NORC at the University of Chicago’s evaluation concluded that the SEEDS program is highly effective. One year of SEEDS training boosted both teacher knowledge and student early reading skills. Students in the SEEDS schools scored significantly higher in early literacy skills than randomly assigned control schools. And when SEEDS was introduced at the control schools the following year, those students’ literacy scores improved, as well. (See details of NORC findings here.)

Planting seeds

SEEDS and programs like it give disadvantaged kids a leg up, and could help close the achievement gap, which shows up before the first day of kindergarten. A 2016 study by the Center for American Progress concluded that, when African American and Hispanic children start kindergarten, they are from nine to 10 months behind their white peers in math, and seven to 12 months behind in reading; low-income children begin school at a similar disadvantage. According to the report: “Math and reading abilities at kindergarten entry are powerful predictors of later school success, and children who enter kindergarten already behind are unlikely to catch up.”

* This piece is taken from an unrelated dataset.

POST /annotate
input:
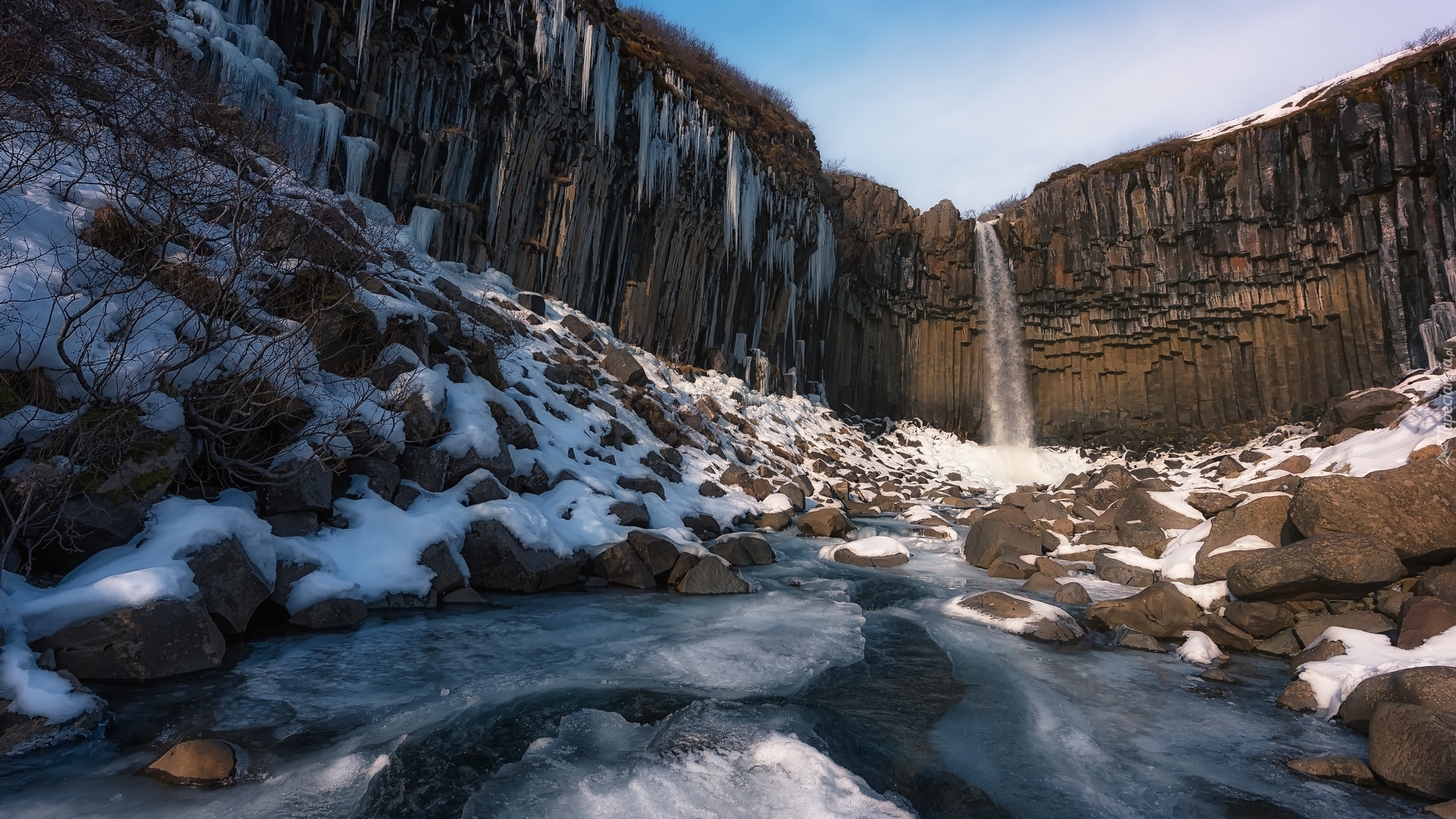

Statistics like these, along with everything we’ve learned in recent years about brain development, make investments in early education more critical than ever. As Scott Moore puts it, “Given our current understanding of brain development, if we were to design the education system today, we would not start at five. If you don’t start until five, you are missing so much.” 

The Biden Administration’s recent proposals, and their emphasis on early child education, child care, family leave, and programs that target poverty, reflect this growing awareness. California Gov. Gavin Newsom also included funding for transitional kindergarten and support for childcare workers, among other provisions, in this year’s budget. But around the country, early education and child care still largely hinge on private dollars, whether that’s coming out of parents’ pockets or nonprofit programs and philanthropy. As awareness of the long-term impact of early education grows, an increasing number of education funders are supporting it directly or advancing policy to make it more accessible—but it’s an area that could use more philanthropic attention.

Another critical benefit of Kidango’s trauma-informed approach is that it strives to keep kids who have emotional issues and behavioral problems in school—and works to keep them there. Preschool expulsions are three times as high as expulsions in K-12, and for many kids, they are the first step on the school-to-prison pipeline. 

Scott Moore has been outspoken in his opposition to preschool expulsions—inside his own organization and outside, as well. In 2017, he pushed the California legislature to pass a law to make preschool expulsions a last resort; similar legislation has been adopted in states around the country.  

“In early childhood, we don’t always call it ‘expulsion,’” Moore said. “We may say a child is not a ‘good fit,’ or that it’s not a good environment for the child. But these are the kids who need a high-quality preschool the most. These are the years when you learn how to be an active, successful participant in the school system. It is a critical window, and it cements that child’s self-view of who they are in school. So an expulsion can have life-long ramifications.”  

Rainin’s Shaheena Khan hopes that, given its proven impact, SEEDS will be a model that can scale, and she is determined to get the word out. “We want to share what we’ve learned about this incredible program,” she said. “It is evidence-based and effective, and it emphasizes equity—it’s a strong, shining example that we want people to know about. SEEDS works, and when you find something that works, you want to spread the seeds as far and wide as you can.”